Of course, even states with low or no income taxes may be more expensive in other areas. For instance, Texas has higher than average property taxes. But even considering that fact, many people would still pay less overall in Texas than they would in the state they migrated from.

But income taxes are only part of the equation — states with minimal tax requirements often come with lower cost of living requirements overall. This is especially appealing to young people who can easily pick up and move for better economic opportunities.

Remote work fuels state-to-state migration

According to Jared Walczak, vice president of state projects at the Tax Foundation, these findings are the latest example of how many Americans are taking advantage of their remote work arrangements.

Traditionally, state-to-state migration was the result of retired seniors seeking out warmer clients, but that isn’t the case anymore. “This isn’t a migration of just retirees, but more and more a migration of people looking for better economic opportunities,” Walczak stated.

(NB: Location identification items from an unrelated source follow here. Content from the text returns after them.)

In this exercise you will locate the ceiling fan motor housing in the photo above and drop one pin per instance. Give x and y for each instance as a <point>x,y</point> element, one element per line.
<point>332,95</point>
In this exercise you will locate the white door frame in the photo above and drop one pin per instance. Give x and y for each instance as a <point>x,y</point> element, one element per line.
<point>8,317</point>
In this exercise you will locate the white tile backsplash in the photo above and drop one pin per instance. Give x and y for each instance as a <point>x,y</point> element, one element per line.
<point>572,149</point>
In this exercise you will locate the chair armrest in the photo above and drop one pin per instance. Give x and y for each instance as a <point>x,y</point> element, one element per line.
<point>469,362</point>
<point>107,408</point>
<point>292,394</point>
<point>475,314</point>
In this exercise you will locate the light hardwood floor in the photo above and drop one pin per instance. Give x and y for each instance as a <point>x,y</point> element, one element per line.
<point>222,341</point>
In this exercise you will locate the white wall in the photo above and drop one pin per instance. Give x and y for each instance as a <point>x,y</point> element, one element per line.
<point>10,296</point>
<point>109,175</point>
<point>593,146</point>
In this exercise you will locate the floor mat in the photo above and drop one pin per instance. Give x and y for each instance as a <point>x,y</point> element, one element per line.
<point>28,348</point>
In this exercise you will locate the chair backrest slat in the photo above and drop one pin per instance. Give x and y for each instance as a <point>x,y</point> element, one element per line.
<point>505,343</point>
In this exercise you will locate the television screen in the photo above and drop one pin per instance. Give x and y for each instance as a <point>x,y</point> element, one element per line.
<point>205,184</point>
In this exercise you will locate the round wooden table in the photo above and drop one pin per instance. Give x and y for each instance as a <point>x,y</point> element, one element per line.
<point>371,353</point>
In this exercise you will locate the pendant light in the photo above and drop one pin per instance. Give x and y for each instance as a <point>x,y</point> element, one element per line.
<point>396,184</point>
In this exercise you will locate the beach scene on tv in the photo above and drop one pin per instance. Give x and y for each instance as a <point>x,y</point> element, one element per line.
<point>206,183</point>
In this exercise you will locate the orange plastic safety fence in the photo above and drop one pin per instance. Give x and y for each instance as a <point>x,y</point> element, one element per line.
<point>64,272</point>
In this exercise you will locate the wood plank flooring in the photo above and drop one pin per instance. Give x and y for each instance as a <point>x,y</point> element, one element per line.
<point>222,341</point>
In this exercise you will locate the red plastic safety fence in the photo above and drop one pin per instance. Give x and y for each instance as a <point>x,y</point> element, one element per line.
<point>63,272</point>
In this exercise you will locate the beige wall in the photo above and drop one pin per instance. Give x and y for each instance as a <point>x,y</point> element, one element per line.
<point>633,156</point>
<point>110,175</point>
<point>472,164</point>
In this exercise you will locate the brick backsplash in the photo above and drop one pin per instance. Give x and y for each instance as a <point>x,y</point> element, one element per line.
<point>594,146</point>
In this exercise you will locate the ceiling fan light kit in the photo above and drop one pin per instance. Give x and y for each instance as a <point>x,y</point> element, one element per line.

Prior to 2020, most people couldn’t just pick up and move because their jobs tied them to a specific location. If your office was located in New York, you were most likely required to be physically present in the office.

Then the pandemic changed all of that, and for many companies, what started as a temporary solution became a permanent change. Research shows that remote employees are 35-40% more productive than working in an office.

And most employees want to work from home — 36% would even choose remote work over a pay raise. One of the biggest benefits of working remotely is that it gives employees the option to live wherever they want.

That means people can move to take advantage of low taxes, a lower cost of living, and more economic opportunities. Going forward, states may have to rethink how they grow their population and maintain their competitive advantage.